Kaplan-Meier analyses were used to determine median survival times. Crude case fatality and readmission rates were calculated from the date of HF diagnosis to 30 days and from 30 days to 1 year and 30 days to 5 years using the actuarial life-table method. This method takes account of hospitalization dates and periods of follow-up which differ between patients. Patients were divided into 1 of 3 age-group categories: <65 years, 65 to 74 years, and >74 years of age. Rates for men and women with and without diabetes were calculated separately.

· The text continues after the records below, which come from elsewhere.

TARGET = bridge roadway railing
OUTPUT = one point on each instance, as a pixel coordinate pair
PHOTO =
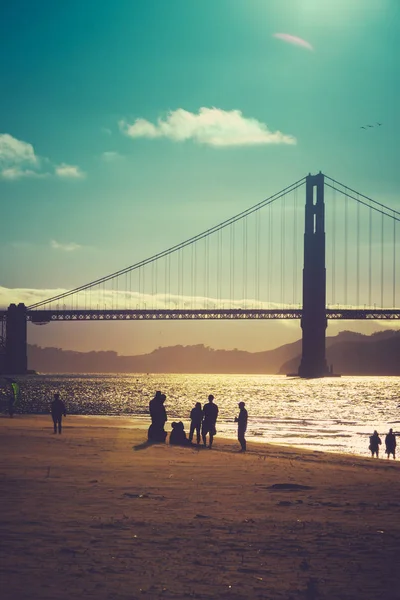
(51, 316)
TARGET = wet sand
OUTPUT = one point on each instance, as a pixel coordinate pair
(84, 515)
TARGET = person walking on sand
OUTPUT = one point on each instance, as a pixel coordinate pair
(374, 443)
(196, 417)
(58, 410)
(241, 420)
(390, 443)
(210, 414)
(158, 414)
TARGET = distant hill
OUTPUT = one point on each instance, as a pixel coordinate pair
(357, 354)
(350, 353)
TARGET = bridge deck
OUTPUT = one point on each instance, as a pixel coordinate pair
(47, 316)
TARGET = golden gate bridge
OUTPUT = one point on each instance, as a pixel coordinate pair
(334, 258)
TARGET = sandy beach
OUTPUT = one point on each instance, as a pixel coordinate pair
(85, 515)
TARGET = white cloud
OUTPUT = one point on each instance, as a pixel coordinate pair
(13, 151)
(12, 173)
(18, 160)
(211, 126)
(70, 247)
(69, 171)
(110, 156)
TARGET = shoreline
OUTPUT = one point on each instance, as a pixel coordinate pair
(84, 515)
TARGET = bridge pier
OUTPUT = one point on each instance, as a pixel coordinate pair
(314, 322)
(16, 360)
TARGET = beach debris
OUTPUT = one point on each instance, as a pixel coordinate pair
(304, 565)
(129, 495)
(311, 592)
(294, 487)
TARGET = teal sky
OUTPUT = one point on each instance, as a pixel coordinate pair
(86, 198)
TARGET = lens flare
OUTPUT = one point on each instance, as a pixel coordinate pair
(292, 39)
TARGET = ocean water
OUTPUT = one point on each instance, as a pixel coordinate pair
(335, 415)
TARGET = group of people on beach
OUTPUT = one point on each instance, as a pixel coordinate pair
(202, 423)
(390, 444)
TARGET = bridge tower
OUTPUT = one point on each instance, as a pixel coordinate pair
(314, 322)
(16, 360)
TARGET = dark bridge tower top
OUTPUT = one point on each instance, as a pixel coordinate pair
(313, 322)
(16, 362)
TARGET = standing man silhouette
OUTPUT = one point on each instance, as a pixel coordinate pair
(57, 411)
(390, 443)
(210, 412)
(241, 420)
(196, 416)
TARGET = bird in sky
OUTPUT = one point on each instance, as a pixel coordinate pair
(370, 126)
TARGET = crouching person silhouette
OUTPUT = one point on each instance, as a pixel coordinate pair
(196, 417)
(58, 410)
(241, 420)
(178, 436)
(158, 414)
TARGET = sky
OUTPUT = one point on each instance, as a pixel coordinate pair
(127, 127)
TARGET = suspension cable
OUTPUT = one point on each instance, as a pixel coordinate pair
(179, 246)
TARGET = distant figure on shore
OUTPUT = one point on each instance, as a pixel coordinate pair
(210, 414)
(241, 420)
(13, 396)
(177, 436)
(374, 443)
(58, 410)
(196, 417)
(390, 443)
(158, 414)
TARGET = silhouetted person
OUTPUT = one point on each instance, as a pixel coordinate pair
(196, 417)
(241, 420)
(178, 436)
(12, 397)
(390, 443)
(158, 415)
(374, 443)
(11, 406)
(58, 410)
(154, 407)
(210, 414)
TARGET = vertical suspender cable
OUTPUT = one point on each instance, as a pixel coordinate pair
(382, 260)
(334, 247)
(346, 201)
(258, 217)
(233, 263)
(191, 274)
(271, 261)
(294, 246)
(156, 282)
(195, 273)
(394, 262)
(370, 259)
(165, 281)
(358, 255)
(244, 283)
(283, 213)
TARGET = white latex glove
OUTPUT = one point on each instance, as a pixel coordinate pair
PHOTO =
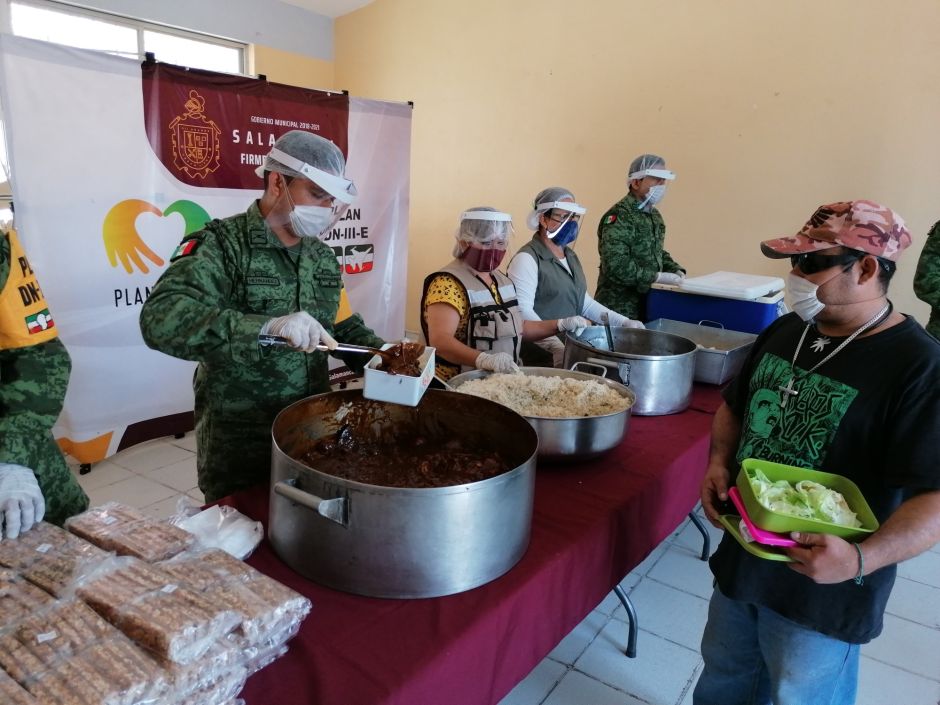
(302, 330)
(21, 500)
(617, 320)
(668, 278)
(496, 362)
(573, 324)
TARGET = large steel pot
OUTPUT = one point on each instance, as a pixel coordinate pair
(658, 366)
(401, 542)
(576, 437)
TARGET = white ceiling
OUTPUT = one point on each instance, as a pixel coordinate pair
(330, 8)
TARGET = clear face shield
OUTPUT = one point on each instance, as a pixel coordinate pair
(483, 238)
(564, 220)
(317, 221)
(656, 192)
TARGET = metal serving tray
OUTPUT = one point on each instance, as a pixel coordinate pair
(720, 353)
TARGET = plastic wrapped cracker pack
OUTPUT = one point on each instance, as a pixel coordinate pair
(19, 598)
(269, 610)
(39, 641)
(12, 693)
(129, 532)
(156, 610)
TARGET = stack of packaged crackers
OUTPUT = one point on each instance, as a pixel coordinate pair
(126, 610)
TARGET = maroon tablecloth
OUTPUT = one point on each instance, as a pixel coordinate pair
(593, 522)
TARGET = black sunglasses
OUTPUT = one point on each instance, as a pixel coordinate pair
(812, 262)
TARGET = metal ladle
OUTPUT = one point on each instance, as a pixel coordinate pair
(387, 355)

Outcomes at 30 days were analyzed using a logistic regression model which included history of diabetes, age, socioeconomic deprivation, year of admission, and comorbidity (myocardial infarction, atrial fibrillation, arthritis, cancer, cerebrovascular disease, coronary heart disease, renal failure, hypertension, peripheral vascular disease, respiratory disease). Cox proportional hazards analysis was used to examine the independent effect of diabetes on outcomes in patients surviving for
30 days. The models included diabetes, comorbidities, year of admission, deprivation index and age. Interaction terms were included in the full multivariate model to examine the relationship between diabetes and sex and diabetes and age. A deviance test was then performed to assess the impact of the interaction terms on the fit of the models. The probability values for the deviance tests are quoted in the tables to describe the strength of the interaction. When a significant interaction was detected, the effect of diabetes was examined in separate models according to age (<65, 65 to 74, and >74) and sex. Patients not assigned a deprivation score were excluded from these analyses.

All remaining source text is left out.